国連安全保障理事会は15日、アメリカが提出したクリミアの住民投票を無効とする決議案の採決を行いましたが、ロシアが拒否権を行使したため否決されました。
ロシアのチュルキン国連大使は投票前にロシアの立場を説明し、同時にクリミア地区の歴史を振り返り、「ロシアはクリミア市民の意志を尊重する」と発言しました。当日の投票結果は賛成13票、否決1票、棄権1票で、中国は棄権しました。
中国の劉結一国連大使は採決後に、「中国はウクライナ問題で公正かつ客観的な態度をとっている。今後も引き続き平和協議を促し、ウクライナ危機の政治的解決に向け建設的な役割を果たしていく」と話しています。問題の解決に向け、劉大使はさらに、「①各国の参加による国際協調体制をいち早く設立し、ウクライナの政治的危機の解決を目指す道筋を検討すること。②この間、各国とも事態をさらに悪化させる行動をとらないようにすること。③国際金融機関は、ウクライナの経済と金融の安定に向けた話し合いを始め、それに協力していくこと」を提案しました。

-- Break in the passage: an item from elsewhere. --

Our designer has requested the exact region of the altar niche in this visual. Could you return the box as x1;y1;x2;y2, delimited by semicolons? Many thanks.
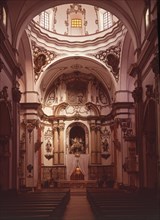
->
69;126;86;155
66;122;89;180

この上で、「中国はこれまでずっと、ウクライナ情勢を緩和させるため、建設的な努力をし、それに向けて斡旋するよう国際社会に呼びかけてきた。いくつかの新しい進展が現れ、新しい提案も行われたことに我々は注目している。安保理がこのタイミングで決議案の採決に踏み切ることは、対立を引き起こし、事態をさらに複雑にするだけだ。これはウクライナ国民と国際社会の共通した利益には合致しない。以上の考えから、我々はこの決議案に棄権票を投じざるをえない」と話しました。